The IMF's WEO talks about "phantom investments" or FDI which seeks to benefit from tax avoidance. It writes,
In practice, FDI is defined as cross-border financial investments between firms belonging to the same multinational group, and much of it is phantom in nature—investments that pass through empty corporate shells. These shells, also called special purpose entities, have no real business activities. Rather, they carry out holding activities, conduct intrafirm financing, or manage intangible assets—often to minimize multinationals’ global tax bill. Such financial and tax engineering blurs traditional FDI statistics and makes it difficult to understand genuine economic integration... Globally, phantom investments amount to an astonishing $15 trillion, or the combined annual GDP of economic powerhouses China and Germany... In less than a decade, phantom FDI has climbed from about 30 percent to almost 40 percent of global FDI...
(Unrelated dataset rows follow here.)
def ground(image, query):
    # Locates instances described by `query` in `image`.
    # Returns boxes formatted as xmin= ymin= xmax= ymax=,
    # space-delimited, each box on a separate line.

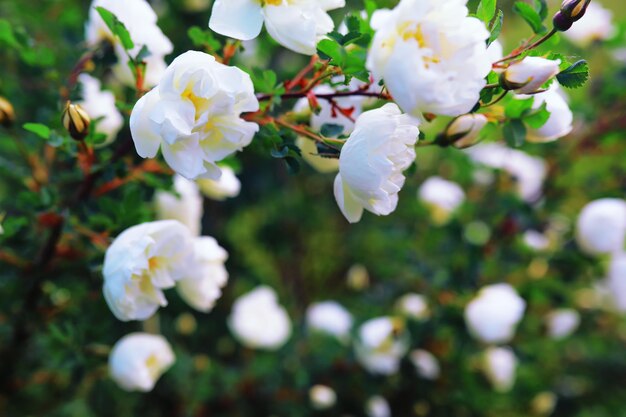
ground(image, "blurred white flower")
xmin=355 ymin=317 xmax=409 ymax=375
xmin=76 ymin=74 xmax=124 ymax=146
xmin=109 ymin=333 xmax=176 ymax=392
xmin=209 ymin=0 xmax=346 ymax=55
xmin=576 ymin=198 xmax=626 ymax=255
xmin=563 ymin=1 xmax=616 ymax=47
xmin=309 ymin=385 xmax=337 ymax=410
xmin=396 ymin=293 xmax=430 ymax=320
xmin=546 ymin=308 xmax=580 ymax=339
xmin=501 ymin=56 xmax=561 ymax=94
xmin=518 ymin=83 xmax=574 ymax=143
xmin=228 ymin=286 xmax=291 ymax=350
xmin=335 ymin=103 xmax=419 ymax=223
xmin=85 ymin=0 xmax=174 ymax=87
xmin=306 ymin=301 xmax=352 ymax=341
xmin=367 ymin=0 xmax=492 ymax=117
xmin=409 ymin=349 xmax=441 ymax=381
xmin=417 ymin=177 xmax=465 ymax=224
xmin=103 ymin=220 xmax=194 ymax=321
xmin=130 ymin=51 xmax=259 ymax=180
xmin=465 ymin=284 xmax=526 ymax=343
xmin=483 ymin=347 xmax=517 ymax=393
xmin=466 ymin=143 xmax=547 ymax=203
xmin=365 ymin=395 xmax=391 ymax=417
xmin=176 ymin=236 xmax=228 ymax=313
xmin=154 ymin=175 xmax=204 ymax=236
xmin=196 ymin=166 xmax=241 ymax=201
Today, a multinational company can use financial engineering to shift large sums of money across the globe, easily relocate highly profitable intangible assets, or sell digital services from tax havens without having a physical presence. These phenomena can hugely impact traditional macroeconomic statistics—for example, inflating GDP and FDI figures in tax havens. Prominent cases include Irish GDP growth of 26 percent in 2015, following some multinationals’ relocation of intellectual property rights to Ireland, and Luxembourg’s status as one of the world’s largest FDI hosts.
Sample this,
According to official statistics, Luxembourg, a country of 600,000 people, hosts as much foreign direct investment (FDI) as the United States and much more than China. Luxembourg’s $4 trillion in FDI comes out to $6.6 million a person... Interestingly, a few well-known tax havens host the vast majority of the world’s phantom FDI. Luxembourg and the Netherlands host nearly half. And when you add Hong Kong SAR, the British Virgin Islands, Bermuda, Singapore, the Cayman Islands, Switzerland, Ireland, and Mauritius to the list, these 10 economies host more than 85 percent of all phantom investments.
This from the FT.
This should be a matter of concern to countries like India, which aggressively court foreign investments and tweak policies to encourage FDI. Already, only a tiny share of FDI is coming to job creating or export-generating manufacturing activities. What monitoring mechanisms do we have to assess the extent of FDI being driven by profit shifting and other financial arbitrage considerations?